The Hypo headquarters embodies broad goals for the typology of the progressive office building. Broadly understood, three primary organizing concepts informed the design of the building:
- the social life of the building: The environment throughout the building provides a rich and complex series of spaces to support chance encounters and interaction between all users of the building. Program elements are located to support and enhance the varied, informal dimension without any compromise to the working environment. The building footprint optimizes use of space and provides highly favorable ratios of useable to gross area.
- the movement system: The path of movement through the building is one of the most unique aspects of the new headquarters, with a continuous space at the central core that rises dramatically, crossed by stairs and bridges, and naturally lit from above.
- the working office environment: At its heart, the new Hypo headquarters has been designed around the health, happiness, and productivity of the working population of the building. As such, each office in the building is afforded a view to the exterior and operable windows that allow for individual control of the environment. The generous office environment is filled with fresh air and natural daylight.

Engineering
In keeping with a general commitment to the logical integration of technical building systems and enhancing energy conservation, the engineering solutions address overall performance and efficiency. As in all of our work, the key to the performance diagram derives from the integration of engineering systems into the building at the first stages of the design. Working with the IN.AR.CO engineering group, our team developed the optimal solutions for the headquarters.
Structurally, the building derives great benefit from a simple repetitive system of gravity columns and shear walls incorporated into the building core. Though the building form is leaning to the south by 14 degrees, the columns are continuous and vertical throughout the structural frame. This strategy achieves a dramatic and unexpected architectural expression, with a minimum of additional cost and construction difficulty, and no loss in program efficiency. The structural offset for the building also allows the upper floors to provide solar shading for the lower levels of the building during the hotter summer months.

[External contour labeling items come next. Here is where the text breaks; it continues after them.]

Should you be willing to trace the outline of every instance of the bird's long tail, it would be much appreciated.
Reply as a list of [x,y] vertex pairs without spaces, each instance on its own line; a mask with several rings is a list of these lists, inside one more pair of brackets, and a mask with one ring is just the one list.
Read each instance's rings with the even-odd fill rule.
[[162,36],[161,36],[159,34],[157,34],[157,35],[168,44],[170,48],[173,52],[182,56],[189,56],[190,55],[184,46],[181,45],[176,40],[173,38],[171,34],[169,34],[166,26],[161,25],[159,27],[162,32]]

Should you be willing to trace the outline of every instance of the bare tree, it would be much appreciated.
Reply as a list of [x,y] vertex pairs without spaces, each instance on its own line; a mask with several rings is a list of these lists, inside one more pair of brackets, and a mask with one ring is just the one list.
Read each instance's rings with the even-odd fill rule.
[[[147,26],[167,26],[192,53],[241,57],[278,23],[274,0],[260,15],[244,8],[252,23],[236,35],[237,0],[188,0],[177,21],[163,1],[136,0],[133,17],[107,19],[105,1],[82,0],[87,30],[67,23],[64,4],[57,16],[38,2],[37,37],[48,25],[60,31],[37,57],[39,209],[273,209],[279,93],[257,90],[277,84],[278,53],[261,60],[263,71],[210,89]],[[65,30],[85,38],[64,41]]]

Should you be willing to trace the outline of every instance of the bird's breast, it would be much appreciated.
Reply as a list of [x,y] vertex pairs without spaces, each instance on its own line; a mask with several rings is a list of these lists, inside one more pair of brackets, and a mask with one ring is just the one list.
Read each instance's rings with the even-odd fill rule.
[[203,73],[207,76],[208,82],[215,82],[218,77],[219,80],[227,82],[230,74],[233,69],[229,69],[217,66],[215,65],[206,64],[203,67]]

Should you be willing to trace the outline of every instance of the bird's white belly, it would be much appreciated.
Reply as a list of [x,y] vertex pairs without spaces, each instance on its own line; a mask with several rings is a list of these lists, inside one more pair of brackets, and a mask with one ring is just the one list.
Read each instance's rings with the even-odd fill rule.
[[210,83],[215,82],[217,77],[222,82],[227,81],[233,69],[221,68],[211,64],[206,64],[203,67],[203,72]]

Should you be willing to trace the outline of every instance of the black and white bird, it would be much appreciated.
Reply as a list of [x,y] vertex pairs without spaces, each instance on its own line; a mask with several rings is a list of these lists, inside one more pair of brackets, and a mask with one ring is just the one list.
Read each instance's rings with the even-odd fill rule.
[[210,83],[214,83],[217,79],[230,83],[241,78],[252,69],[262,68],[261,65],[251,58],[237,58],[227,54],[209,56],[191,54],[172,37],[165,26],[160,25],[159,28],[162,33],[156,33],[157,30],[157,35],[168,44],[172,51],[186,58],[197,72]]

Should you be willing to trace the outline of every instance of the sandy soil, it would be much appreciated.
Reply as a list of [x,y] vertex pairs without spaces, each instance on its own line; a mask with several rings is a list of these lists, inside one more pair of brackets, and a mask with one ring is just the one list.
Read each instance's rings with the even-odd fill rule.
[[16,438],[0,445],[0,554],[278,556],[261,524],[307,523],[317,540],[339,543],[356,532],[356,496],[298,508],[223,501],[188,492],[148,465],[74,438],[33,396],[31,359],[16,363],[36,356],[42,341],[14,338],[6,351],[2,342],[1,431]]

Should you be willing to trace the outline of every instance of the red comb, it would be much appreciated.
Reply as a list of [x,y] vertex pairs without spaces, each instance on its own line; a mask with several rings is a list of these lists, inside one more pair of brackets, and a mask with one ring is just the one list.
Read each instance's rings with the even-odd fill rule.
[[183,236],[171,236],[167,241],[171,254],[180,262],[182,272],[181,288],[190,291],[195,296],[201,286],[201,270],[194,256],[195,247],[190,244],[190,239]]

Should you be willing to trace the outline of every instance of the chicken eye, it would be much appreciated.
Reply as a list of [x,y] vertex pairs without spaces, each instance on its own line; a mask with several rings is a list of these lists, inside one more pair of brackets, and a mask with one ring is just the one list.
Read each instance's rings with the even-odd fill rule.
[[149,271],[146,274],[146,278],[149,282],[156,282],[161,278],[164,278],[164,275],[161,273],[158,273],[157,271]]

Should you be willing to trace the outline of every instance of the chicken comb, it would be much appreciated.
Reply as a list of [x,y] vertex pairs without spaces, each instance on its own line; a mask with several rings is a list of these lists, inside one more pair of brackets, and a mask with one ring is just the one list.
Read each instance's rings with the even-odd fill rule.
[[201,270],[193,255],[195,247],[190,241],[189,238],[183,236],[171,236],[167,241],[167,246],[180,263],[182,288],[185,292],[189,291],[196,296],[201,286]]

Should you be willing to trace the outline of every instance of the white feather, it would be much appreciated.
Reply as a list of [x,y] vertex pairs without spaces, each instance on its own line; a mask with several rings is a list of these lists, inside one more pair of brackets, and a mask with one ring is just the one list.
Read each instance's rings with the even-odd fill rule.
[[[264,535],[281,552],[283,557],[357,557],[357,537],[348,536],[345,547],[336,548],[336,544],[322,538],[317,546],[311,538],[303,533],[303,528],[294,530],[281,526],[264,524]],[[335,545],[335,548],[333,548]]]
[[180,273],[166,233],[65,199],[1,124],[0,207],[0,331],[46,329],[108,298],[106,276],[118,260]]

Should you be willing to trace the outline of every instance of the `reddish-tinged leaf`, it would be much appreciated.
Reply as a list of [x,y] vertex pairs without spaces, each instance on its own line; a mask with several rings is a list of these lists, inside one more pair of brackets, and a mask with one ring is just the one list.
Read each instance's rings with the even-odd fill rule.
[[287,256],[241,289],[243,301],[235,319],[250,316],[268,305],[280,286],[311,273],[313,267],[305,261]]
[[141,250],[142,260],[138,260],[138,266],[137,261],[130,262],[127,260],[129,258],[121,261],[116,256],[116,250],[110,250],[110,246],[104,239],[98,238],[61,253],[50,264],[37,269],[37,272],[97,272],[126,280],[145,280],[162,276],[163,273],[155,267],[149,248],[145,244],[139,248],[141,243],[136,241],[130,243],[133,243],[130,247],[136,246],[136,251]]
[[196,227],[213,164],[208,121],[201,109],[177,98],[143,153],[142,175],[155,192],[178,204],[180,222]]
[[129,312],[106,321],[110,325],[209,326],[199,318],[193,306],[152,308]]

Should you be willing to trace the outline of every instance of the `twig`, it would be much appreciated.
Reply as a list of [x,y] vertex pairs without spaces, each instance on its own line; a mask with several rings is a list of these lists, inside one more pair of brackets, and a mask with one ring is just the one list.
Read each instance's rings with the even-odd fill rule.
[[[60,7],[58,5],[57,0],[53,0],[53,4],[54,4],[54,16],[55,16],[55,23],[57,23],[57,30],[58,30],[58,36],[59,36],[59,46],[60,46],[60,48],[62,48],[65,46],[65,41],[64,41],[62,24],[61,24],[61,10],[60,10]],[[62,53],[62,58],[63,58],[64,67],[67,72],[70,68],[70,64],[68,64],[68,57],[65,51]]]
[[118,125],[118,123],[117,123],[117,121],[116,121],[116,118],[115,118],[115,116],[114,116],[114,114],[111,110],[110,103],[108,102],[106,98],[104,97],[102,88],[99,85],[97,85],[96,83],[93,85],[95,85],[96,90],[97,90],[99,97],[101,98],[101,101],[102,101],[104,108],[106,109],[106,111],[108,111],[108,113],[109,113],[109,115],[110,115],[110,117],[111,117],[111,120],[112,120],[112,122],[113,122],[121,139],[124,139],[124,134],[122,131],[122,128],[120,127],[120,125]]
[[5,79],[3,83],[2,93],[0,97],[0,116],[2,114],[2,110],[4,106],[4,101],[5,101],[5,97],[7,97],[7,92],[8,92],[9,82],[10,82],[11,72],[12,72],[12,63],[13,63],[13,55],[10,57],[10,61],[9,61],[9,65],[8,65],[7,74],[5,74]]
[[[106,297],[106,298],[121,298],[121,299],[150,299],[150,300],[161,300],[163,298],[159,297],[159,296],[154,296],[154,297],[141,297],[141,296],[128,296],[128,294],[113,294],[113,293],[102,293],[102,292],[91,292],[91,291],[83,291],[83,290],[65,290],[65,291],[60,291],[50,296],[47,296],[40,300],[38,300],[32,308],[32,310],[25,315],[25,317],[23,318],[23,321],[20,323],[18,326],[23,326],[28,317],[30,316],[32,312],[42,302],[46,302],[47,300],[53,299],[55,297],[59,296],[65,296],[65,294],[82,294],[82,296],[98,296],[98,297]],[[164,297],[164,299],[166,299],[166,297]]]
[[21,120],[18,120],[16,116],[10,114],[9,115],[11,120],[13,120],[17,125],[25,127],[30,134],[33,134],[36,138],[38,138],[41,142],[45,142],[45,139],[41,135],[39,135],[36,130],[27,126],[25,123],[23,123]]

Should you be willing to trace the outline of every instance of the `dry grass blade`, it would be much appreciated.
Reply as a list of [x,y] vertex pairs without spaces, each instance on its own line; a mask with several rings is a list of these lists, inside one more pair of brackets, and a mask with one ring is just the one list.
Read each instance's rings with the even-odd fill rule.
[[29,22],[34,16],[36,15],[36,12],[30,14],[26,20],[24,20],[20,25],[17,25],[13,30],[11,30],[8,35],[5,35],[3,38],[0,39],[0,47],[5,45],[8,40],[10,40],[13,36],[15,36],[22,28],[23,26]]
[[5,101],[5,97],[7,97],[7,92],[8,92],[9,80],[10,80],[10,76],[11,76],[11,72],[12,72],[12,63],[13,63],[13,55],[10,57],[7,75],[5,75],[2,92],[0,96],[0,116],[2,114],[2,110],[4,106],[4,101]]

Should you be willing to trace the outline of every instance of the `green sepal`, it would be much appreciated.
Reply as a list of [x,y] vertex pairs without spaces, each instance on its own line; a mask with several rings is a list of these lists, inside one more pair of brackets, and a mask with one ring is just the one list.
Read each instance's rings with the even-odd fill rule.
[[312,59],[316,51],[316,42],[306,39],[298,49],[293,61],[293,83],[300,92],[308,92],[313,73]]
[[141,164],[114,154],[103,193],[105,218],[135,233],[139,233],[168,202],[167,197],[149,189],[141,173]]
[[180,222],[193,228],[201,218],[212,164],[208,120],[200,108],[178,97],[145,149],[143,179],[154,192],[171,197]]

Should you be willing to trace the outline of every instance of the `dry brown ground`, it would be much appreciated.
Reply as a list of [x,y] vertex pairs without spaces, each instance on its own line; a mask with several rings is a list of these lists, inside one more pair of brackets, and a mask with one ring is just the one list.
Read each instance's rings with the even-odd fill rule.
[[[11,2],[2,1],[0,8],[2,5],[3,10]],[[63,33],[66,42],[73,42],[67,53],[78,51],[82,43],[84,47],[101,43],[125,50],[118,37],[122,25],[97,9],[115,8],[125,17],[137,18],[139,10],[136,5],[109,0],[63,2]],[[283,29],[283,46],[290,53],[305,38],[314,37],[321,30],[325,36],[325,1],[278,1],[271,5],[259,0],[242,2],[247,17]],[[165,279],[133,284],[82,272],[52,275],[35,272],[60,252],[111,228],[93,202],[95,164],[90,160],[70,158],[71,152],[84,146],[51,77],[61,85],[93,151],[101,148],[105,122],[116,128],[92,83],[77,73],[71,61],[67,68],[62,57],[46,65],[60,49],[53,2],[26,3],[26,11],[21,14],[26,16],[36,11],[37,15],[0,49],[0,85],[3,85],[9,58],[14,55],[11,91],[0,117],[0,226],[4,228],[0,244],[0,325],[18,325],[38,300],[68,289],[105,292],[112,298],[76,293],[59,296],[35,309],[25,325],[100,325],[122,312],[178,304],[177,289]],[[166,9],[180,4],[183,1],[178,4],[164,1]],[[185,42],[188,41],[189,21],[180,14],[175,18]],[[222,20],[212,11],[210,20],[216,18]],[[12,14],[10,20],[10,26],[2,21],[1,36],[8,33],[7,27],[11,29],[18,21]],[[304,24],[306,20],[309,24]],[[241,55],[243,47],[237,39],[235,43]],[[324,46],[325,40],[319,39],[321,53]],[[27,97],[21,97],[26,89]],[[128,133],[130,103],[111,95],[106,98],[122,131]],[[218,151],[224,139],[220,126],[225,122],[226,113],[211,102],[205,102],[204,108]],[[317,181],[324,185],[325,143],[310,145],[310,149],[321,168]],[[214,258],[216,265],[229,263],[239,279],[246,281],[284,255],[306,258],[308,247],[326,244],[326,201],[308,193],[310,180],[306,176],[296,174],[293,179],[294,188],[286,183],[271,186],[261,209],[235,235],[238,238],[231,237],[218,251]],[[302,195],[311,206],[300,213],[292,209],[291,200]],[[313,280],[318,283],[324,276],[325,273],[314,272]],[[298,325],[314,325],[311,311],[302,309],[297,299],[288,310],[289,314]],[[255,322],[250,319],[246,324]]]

The typical structural module is 8 m. x 6.5 m, and the concrete floor system utilizes a simple two-way flat slab construction, approximately 250 mm thick. The floor slab edges are cantilevered beyond the column line to define the 14 m. width of the building. The typical floor-to-floor dimension of 4 m. provides a spatially generous working environment, good opportunities for distribution of indirect light, and ample space for incorporation of mechanical and utilities.
The performance of the building's exterior envelope is maximized, supporting the engineering goals. As in previous Morphosis projects, the exterior envelope employs passive and active sunshading, in order to minimize solar heat gain without reducing the transmission of daylight below a useable level, or compromising the view for the office occupants.